Hatred may be directed towards a human, animal, food or drink, or towards a large group of people, and the hatred may be a person, a group, or an entire people,
In Aristotle’s view, hatred may generate a desire to exterminate the hated object, and others see it as often destroying both parties.

We can identify two main sources of hate:
The first source is the sense of injustice, the lack of justice and the law guaranteeing the human person’s rights against loss, as stated in the Universal Declaration of Human Rights.
It is an important historical document in the history of human rights – drafted by representatives of various legal and cultural backgrounds from around the world, and adopted by the General Assembly in Paris on 10 December 1948 by resolution 217 A as the common standard to be targeted by all people and nations.
It defines, for the first time, the fundamental human rights to be protected globally.

Those rights have been translated into 500 of the world’s languages.

And there are two kinds of injustices:
The first type is objective, factually justified by facts and motives on the one hand, and intellectually, culturally, legally and socially justified on the other.

The second type is subjective and realistically unjustified. Instead, one lives with the illusion of it’s existence. It may be based on a psychological disorder formed during childhood that he was unable to overcome in a timely manner, accompanied by the rest of his life even after the subsequent substantive causes had disappeared.

This species may also be based on ignorance in knowing the right, and on narcissism that allows its owner what it does not allow for others.

The second source is the ideological, educational, ethnic, cultural, religious, sectarian, competitive and historical conflicts.
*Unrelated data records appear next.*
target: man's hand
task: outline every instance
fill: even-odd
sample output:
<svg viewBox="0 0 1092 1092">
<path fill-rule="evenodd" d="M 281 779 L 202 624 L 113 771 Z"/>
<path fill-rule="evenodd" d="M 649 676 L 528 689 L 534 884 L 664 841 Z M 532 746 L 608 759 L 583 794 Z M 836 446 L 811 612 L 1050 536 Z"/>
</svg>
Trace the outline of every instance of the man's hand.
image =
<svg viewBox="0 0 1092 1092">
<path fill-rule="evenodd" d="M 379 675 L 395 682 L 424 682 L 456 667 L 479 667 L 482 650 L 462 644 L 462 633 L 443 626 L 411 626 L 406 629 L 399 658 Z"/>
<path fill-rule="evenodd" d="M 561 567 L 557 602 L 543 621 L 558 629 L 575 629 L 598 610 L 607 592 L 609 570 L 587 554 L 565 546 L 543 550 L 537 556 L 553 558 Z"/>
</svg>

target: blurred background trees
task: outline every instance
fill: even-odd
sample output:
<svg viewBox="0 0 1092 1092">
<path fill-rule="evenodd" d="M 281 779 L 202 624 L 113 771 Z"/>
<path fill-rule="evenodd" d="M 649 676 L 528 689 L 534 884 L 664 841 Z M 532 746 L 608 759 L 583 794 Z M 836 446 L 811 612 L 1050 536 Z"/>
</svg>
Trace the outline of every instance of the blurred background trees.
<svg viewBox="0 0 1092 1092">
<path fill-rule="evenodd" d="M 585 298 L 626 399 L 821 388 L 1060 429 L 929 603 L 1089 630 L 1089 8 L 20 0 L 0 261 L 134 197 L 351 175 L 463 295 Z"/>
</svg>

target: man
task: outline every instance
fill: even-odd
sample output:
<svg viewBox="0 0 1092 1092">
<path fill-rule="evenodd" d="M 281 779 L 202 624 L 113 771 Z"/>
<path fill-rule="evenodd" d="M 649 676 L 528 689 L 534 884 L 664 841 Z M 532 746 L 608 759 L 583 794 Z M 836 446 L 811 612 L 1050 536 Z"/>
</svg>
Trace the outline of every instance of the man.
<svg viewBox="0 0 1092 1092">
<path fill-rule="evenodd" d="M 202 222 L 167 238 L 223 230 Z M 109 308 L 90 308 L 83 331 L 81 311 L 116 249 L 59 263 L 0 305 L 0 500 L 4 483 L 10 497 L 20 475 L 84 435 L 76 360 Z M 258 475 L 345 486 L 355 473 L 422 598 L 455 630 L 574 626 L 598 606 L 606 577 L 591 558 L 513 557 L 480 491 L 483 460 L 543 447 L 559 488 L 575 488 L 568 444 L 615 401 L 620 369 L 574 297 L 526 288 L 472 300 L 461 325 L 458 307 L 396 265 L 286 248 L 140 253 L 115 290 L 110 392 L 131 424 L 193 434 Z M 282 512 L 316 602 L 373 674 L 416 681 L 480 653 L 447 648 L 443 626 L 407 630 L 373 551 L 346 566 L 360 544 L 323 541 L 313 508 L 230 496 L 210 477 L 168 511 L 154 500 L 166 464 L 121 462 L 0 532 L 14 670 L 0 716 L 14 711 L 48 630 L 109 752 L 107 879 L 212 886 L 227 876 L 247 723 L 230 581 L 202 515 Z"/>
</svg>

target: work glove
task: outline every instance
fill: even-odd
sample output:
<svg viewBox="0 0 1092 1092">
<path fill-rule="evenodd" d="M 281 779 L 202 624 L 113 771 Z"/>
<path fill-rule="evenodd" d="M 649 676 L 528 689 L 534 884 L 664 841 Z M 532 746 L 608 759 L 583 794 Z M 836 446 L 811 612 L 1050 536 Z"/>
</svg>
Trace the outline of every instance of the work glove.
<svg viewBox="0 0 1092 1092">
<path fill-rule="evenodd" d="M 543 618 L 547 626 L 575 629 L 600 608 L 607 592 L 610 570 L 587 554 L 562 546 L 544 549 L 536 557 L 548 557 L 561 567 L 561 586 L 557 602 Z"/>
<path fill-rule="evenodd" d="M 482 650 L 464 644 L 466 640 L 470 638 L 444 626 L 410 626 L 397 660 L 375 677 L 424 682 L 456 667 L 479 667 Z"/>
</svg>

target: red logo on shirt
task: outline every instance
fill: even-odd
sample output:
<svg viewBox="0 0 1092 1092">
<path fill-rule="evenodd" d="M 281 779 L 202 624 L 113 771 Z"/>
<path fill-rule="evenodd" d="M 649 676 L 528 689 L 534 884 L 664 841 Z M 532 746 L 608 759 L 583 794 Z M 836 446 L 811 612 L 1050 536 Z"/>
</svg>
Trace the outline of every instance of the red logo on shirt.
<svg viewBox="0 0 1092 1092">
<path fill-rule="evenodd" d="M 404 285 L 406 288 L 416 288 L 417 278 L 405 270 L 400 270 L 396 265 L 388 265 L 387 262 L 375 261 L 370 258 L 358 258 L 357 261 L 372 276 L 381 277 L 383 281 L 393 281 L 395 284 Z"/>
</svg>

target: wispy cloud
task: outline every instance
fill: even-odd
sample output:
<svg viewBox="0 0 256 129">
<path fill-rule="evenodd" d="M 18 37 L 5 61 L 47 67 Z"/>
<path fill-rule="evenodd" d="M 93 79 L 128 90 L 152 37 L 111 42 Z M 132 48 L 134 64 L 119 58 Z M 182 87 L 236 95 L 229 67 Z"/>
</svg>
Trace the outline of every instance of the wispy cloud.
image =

Hate is a failed love, or love fails to form inside us. Spinoza says:
(Hatred increases when it becomes mutual and can be eliminated only with love.)
Love – the antithesis of hate – is the right and only response to the existence of man, through which he faces the anxiety of separation from his mother nature in the process of shaping himself, and in depth, the prevalence and circulation of hate speech is a reflection of a state of great concern that one feels about oneself and others together. Not to mention the irrational manifestations of human and animal survival instinct, and no one who has experienced their very existence and self-esteem as a human being can be hateful of the other.

And here we can see a third, deeper source than previous exporters, which could be a profound sentimental motive for later hate. That is, the pain of existential weaning, or the pain of self-formation away from nature’s lap. And about the embrace of the primitive community, where a human being was left alone in the face of the world. And the nature of modern civilization has contributed to his alienation, isolation and isolation from his natural surroundings, as well as from his human surroundings; He lost his sense of self as part of every protecte, foster and safe.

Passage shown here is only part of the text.